●調査課の榊原です。
平成21 年10 月より進めてきました下新田遺跡の発掘調査が、平成22 年2月19 日をもって無事終了することができました。新たにわかりました主な調査結果についてお伝えいたします。
▲遺跡全景(南より撮影)
下新田遺跡は弥生時代から近世にかけての複合遺跡です。特に奈良時代と室町時代後半(戦国時代)の遺構及び遺物が多く見つかりました。
1 弥生時代中期後葉(およそ2000 年前)
前回の調査速報でもご紹介しましたが、岩倉市総合体育文化センター北西のDa 区南端では、荒い櫛状の工具で施文された深鉢(弥生中期後葉のもの)が出土しました。
その後の調査で、Da 区の南に隣接するDb 区の調査を進めました。その結果、深鉢が出土した溝はDb 区側に伸びており、西側を「コ」の字状に囲んだ幅約1m の溝であることがわかりました。この溝は一辺が10 m程の方形周溝墓の周溝である可能性が考えられます。またDb 区側でもこの溝からは弥生時代の深鉢底部(写真参照)が出土しています。弥生時代の遺物・遺構の分布状況から考え、弥生時代の集落はDa・Db 区の南西、はなのき広場の方向に広がっていたと思われます。
▲弥生時代の深鉢(Db 区で出土)
2 奈良時代(およそ1300 年前)
この時代の遺構は、県道の西側の調査区でも東側の調査区でも、多数見つかりました。竪穴住居40 棟のほか、柱穴や土坑が確認されています。Da 区では掘立柱建物と思われる柱列が、Da 区の北のEd 区では古代の大型土坑(写真参照)が見つかりました。総合体育文化センター北西にかけてが、古代集落の中心部に近いと考えられます。また、はなのき広場の南東に位置するDc 区からは須恵器に墨で文字が書かれた墨書土器が出土しました。漢字の「にんべん」の部分を読み取ることができます(写真参照)。
▲古代の大型土坑(Ed 区。南西より撮影)
▲「にんべん」が書かれた須恵器の墨書土器(Dc 区より出土)
3 室町〜戦国時代(およそ500 年前)
今回調査を実施した全12 調査区において、方形に巡る区画溝が確認されました。軸線は東に13°ほど振れており、どの溝もほぼ同じ方向に巡っています。B 区では幅4m を超える大溝や井戸、県道を挟んで向かい合うDa区では大型土坑が集中して掘削されている地点があることから、15 世紀後半〜16 世紀にかけて居住域が広がっていたと考えられます。
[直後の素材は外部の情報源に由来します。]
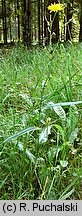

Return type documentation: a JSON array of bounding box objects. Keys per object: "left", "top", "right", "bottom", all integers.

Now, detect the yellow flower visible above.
[{"left": 47, "top": 3, "right": 64, "bottom": 13}]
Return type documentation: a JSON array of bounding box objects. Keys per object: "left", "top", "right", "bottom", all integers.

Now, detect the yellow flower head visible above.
[{"left": 47, "top": 3, "right": 64, "bottom": 13}]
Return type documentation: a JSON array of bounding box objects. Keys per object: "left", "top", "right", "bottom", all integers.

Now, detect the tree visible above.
[
  {"left": 17, "top": 0, "right": 20, "bottom": 41},
  {"left": 79, "top": 0, "right": 82, "bottom": 41},
  {"left": 66, "top": 1, "right": 73, "bottom": 41},
  {"left": 2, "top": 0, "right": 7, "bottom": 44},
  {"left": 0, "top": 0, "right": 82, "bottom": 45},
  {"left": 22, "top": 0, "right": 27, "bottom": 45}
]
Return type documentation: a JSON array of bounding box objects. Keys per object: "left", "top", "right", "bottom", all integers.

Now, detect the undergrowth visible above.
[{"left": 0, "top": 43, "right": 82, "bottom": 199}]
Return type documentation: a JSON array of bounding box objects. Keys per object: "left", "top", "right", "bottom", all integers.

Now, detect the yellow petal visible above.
[{"left": 47, "top": 3, "right": 64, "bottom": 12}]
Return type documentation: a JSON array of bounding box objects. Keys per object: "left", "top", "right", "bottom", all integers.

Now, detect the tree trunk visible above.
[
  {"left": 44, "top": 0, "right": 50, "bottom": 45},
  {"left": 17, "top": 0, "right": 20, "bottom": 41},
  {"left": 79, "top": 0, "right": 82, "bottom": 41},
  {"left": 41, "top": 0, "right": 43, "bottom": 44},
  {"left": 38, "top": 0, "right": 40, "bottom": 43},
  {"left": 9, "top": 6, "right": 12, "bottom": 41},
  {"left": 66, "top": 3, "right": 72, "bottom": 41},
  {"left": 2, "top": 0, "right": 7, "bottom": 44},
  {"left": 27, "top": 0, "right": 31, "bottom": 46},
  {"left": 23, "top": 0, "right": 27, "bottom": 45}
]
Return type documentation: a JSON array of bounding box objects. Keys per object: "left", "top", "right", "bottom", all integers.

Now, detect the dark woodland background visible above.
[{"left": 0, "top": 0, "right": 82, "bottom": 46}]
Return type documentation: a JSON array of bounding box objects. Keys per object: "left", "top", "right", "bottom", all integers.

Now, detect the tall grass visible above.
[{"left": 0, "top": 43, "right": 82, "bottom": 199}]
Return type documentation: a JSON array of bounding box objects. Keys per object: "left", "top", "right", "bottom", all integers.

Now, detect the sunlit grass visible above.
[{"left": 0, "top": 43, "right": 82, "bottom": 199}]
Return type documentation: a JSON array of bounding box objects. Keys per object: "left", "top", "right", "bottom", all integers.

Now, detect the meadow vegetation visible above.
[{"left": 0, "top": 43, "right": 82, "bottom": 199}]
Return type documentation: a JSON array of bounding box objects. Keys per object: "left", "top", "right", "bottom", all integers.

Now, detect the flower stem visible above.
[{"left": 49, "top": 12, "right": 56, "bottom": 46}]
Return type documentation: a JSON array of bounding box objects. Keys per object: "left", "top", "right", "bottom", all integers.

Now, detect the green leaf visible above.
[
  {"left": 0, "top": 175, "right": 9, "bottom": 190},
  {"left": 48, "top": 147, "right": 57, "bottom": 159},
  {"left": 19, "top": 94, "right": 33, "bottom": 106},
  {"left": 54, "top": 124, "right": 65, "bottom": 141},
  {"left": 48, "top": 146, "right": 61, "bottom": 160},
  {"left": 69, "top": 127, "right": 78, "bottom": 144},
  {"left": 3, "top": 127, "right": 39, "bottom": 143},
  {"left": 60, "top": 160, "right": 68, "bottom": 168},
  {"left": 67, "top": 105, "right": 78, "bottom": 132},
  {"left": 43, "top": 101, "right": 82, "bottom": 110},
  {"left": 53, "top": 105, "right": 66, "bottom": 120},
  {"left": 59, "top": 178, "right": 78, "bottom": 200},
  {"left": 2, "top": 93, "right": 11, "bottom": 103},
  {"left": 18, "top": 143, "right": 36, "bottom": 164},
  {"left": 59, "top": 188, "right": 75, "bottom": 200},
  {"left": 44, "top": 102, "right": 66, "bottom": 120},
  {"left": 39, "top": 125, "right": 51, "bottom": 143}
]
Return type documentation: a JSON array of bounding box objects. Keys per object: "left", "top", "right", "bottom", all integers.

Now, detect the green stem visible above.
[
  {"left": 50, "top": 13, "right": 52, "bottom": 46},
  {"left": 50, "top": 12, "right": 57, "bottom": 46}
]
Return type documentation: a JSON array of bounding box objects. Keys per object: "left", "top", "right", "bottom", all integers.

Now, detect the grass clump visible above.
[{"left": 0, "top": 43, "right": 82, "bottom": 199}]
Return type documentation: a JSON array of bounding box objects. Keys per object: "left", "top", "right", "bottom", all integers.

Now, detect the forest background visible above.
[{"left": 0, "top": 0, "right": 82, "bottom": 46}]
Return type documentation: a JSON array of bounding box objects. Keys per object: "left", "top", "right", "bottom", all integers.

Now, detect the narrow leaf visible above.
[
  {"left": 54, "top": 124, "right": 65, "bottom": 141},
  {"left": 4, "top": 127, "right": 39, "bottom": 143},
  {"left": 59, "top": 188, "right": 75, "bottom": 200},
  {"left": 19, "top": 94, "right": 33, "bottom": 106},
  {"left": 18, "top": 143, "right": 36, "bottom": 164},
  {"left": 69, "top": 128, "right": 78, "bottom": 143},
  {"left": 43, "top": 101, "right": 82, "bottom": 110},
  {"left": 59, "top": 178, "right": 78, "bottom": 199},
  {"left": 39, "top": 126, "right": 51, "bottom": 143},
  {"left": 52, "top": 104, "right": 66, "bottom": 120}
]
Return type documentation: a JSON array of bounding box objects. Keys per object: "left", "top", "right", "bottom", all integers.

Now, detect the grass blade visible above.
[
  {"left": 59, "top": 188, "right": 75, "bottom": 200},
  {"left": 43, "top": 101, "right": 82, "bottom": 110},
  {"left": 59, "top": 178, "right": 78, "bottom": 200},
  {"left": 3, "top": 127, "right": 39, "bottom": 143}
]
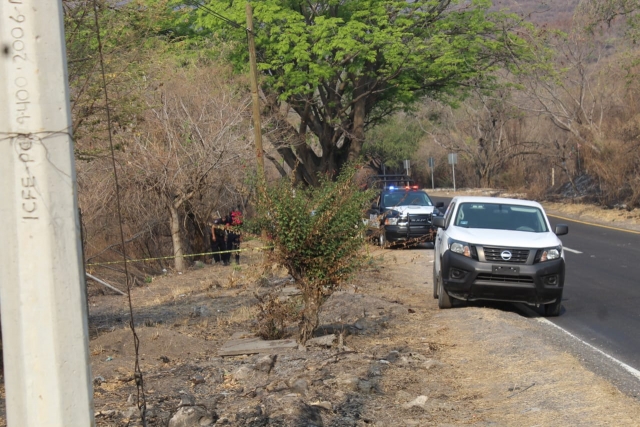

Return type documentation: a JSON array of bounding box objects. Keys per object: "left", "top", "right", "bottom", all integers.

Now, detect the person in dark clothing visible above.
[
  {"left": 218, "top": 215, "right": 231, "bottom": 266},
  {"left": 226, "top": 231, "right": 240, "bottom": 265},
  {"left": 210, "top": 218, "right": 225, "bottom": 264},
  {"left": 224, "top": 208, "right": 242, "bottom": 265}
]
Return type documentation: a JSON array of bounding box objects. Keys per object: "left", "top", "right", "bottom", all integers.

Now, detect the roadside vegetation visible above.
[
  {"left": 68, "top": 0, "right": 640, "bottom": 325},
  {"left": 52, "top": 3, "right": 640, "bottom": 423},
  {"left": 254, "top": 165, "right": 374, "bottom": 343}
]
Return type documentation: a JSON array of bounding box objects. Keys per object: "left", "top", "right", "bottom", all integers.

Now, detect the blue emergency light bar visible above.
[{"left": 386, "top": 185, "right": 419, "bottom": 190}]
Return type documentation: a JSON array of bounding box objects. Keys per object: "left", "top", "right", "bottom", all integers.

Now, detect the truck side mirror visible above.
[
  {"left": 432, "top": 217, "right": 445, "bottom": 228},
  {"left": 555, "top": 224, "right": 568, "bottom": 236},
  {"left": 436, "top": 202, "right": 444, "bottom": 208}
]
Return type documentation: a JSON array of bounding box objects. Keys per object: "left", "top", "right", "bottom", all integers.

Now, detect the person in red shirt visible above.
[{"left": 224, "top": 207, "right": 242, "bottom": 265}]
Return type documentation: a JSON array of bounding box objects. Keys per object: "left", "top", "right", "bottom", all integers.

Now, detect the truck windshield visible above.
[
  {"left": 383, "top": 192, "right": 433, "bottom": 207},
  {"left": 454, "top": 203, "right": 549, "bottom": 232}
]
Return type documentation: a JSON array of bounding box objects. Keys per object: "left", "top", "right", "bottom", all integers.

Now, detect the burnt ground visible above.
[{"left": 2, "top": 232, "right": 640, "bottom": 426}]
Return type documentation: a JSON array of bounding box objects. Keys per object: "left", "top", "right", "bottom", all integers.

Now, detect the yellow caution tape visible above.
[{"left": 86, "top": 245, "right": 274, "bottom": 267}]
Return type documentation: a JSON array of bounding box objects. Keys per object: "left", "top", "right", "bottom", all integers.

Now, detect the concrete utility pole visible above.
[{"left": 0, "top": 0, "right": 95, "bottom": 425}]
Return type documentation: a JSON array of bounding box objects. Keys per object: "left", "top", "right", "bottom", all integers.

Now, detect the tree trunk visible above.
[
  {"left": 168, "top": 202, "right": 185, "bottom": 272},
  {"left": 479, "top": 163, "right": 491, "bottom": 188},
  {"left": 320, "top": 131, "right": 340, "bottom": 179},
  {"left": 298, "top": 290, "right": 321, "bottom": 344},
  {"left": 347, "top": 84, "right": 367, "bottom": 163}
]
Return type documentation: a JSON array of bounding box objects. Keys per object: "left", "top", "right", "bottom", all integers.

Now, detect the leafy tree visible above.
[
  {"left": 189, "top": 0, "right": 533, "bottom": 185},
  {"left": 363, "top": 116, "right": 423, "bottom": 172},
  {"left": 256, "top": 165, "right": 373, "bottom": 343}
]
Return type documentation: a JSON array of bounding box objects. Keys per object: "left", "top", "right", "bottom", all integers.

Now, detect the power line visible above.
[{"left": 184, "top": 0, "right": 247, "bottom": 32}]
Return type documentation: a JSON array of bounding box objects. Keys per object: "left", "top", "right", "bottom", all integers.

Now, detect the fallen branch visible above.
[
  {"left": 507, "top": 382, "right": 536, "bottom": 398},
  {"left": 86, "top": 273, "right": 126, "bottom": 296}
]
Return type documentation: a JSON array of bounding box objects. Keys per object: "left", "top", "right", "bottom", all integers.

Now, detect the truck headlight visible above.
[
  {"left": 384, "top": 210, "right": 403, "bottom": 226},
  {"left": 448, "top": 238, "right": 471, "bottom": 258},
  {"left": 539, "top": 246, "right": 561, "bottom": 262}
]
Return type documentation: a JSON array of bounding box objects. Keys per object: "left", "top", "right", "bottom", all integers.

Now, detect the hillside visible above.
[{"left": 493, "top": 0, "right": 580, "bottom": 27}]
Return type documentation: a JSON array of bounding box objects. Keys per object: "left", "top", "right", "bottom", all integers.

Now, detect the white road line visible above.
[
  {"left": 563, "top": 247, "right": 583, "bottom": 254},
  {"left": 537, "top": 318, "right": 640, "bottom": 382}
]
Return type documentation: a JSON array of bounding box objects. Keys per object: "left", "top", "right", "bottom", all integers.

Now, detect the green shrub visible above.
[{"left": 255, "top": 165, "right": 374, "bottom": 343}]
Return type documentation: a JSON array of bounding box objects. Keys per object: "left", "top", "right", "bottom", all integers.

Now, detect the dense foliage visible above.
[{"left": 189, "top": 0, "right": 533, "bottom": 184}]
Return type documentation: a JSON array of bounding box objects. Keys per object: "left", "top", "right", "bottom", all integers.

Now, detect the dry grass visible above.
[
  {"left": 543, "top": 201, "right": 640, "bottom": 228},
  {"left": 435, "top": 306, "right": 640, "bottom": 426},
  {"left": 216, "top": 305, "right": 258, "bottom": 328}
]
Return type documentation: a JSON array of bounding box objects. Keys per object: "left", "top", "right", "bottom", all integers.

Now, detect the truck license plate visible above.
[{"left": 492, "top": 265, "right": 520, "bottom": 275}]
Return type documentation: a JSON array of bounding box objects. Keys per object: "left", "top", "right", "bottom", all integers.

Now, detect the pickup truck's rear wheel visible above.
[
  {"left": 437, "top": 272, "right": 452, "bottom": 309},
  {"left": 544, "top": 293, "right": 563, "bottom": 317}
]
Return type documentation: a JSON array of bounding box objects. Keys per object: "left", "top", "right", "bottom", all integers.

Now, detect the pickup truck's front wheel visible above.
[
  {"left": 379, "top": 228, "right": 389, "bottom": 248},
  {"left": 544, "top": 293, "right": 563, "bottom": 317},
  {"left": 437, "top": 272, "right": 452, "bottom": 309}
]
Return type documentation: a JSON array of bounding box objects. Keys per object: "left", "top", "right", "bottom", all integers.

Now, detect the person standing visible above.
[
  {"left": 225, "top": 207, "right": 242, "bottom": 265},
  {"left": 210, "top": 218, "right": 225, "bottom": 264}
]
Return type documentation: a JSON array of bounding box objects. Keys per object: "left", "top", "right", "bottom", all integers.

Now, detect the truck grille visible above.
[
  {"left": 483, "top": 247, "right": 529, "bottom": 263},
  {"left": 475, "top": 273, "right": 534, "bottom": 284},
  {"left": 408, "top": 214, "right": 431, "bottom": 225}
]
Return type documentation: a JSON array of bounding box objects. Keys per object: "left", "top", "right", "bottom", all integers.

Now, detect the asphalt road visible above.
[
  {"left": 430, "top": 196, "right": 640, "bottom": 373},
  {"left": 546, "top": 214, "right": 640, "bottom": 369}
]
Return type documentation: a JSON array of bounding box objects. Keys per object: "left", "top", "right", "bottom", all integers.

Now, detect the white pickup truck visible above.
[{"left": 432, "top": 196, "right": 568, "bottom": 316}]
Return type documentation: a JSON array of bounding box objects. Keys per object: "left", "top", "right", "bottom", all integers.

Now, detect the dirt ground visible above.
[
  {"left": 5, "top": 230, "right": 639, "bottom": 426},
  {"left": 81, "top": 239, "right": 640, "bottom": 427},
  {"left": 2, "top": 192, "right": 640, "bottom": 426}
]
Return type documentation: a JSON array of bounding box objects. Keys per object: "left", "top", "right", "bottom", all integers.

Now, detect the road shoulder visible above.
[{"left": 370, "top": 244, "right": 640, "bottom": 425}]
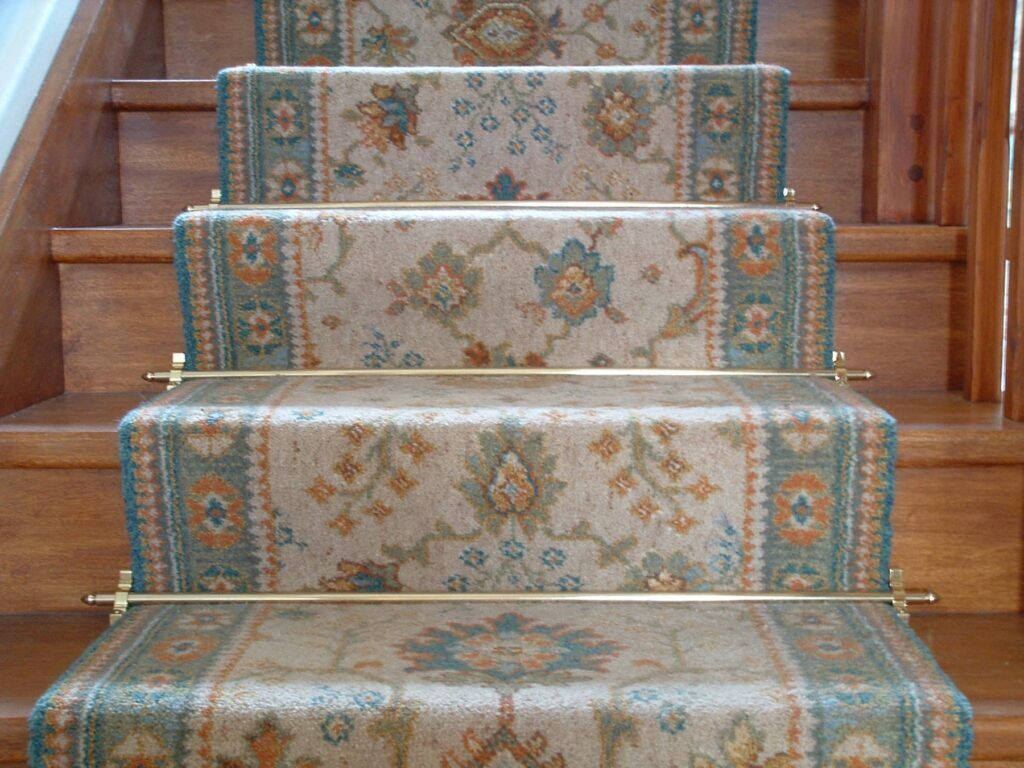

▲ Ab 区全景(古代と戦国の遺構が多い。北より撮影)
5ヶ月にわたり実施した調査によって、多くの成果を得ることができました。また下新田遺跡の北東0.5km に位置する御山寺遺跡から続く古い微高地上に立地することもわかりました。今後は調査記録や出土遺物の整理を行い、岩倉の歴史についての調査研究を進めていきたいと考えています。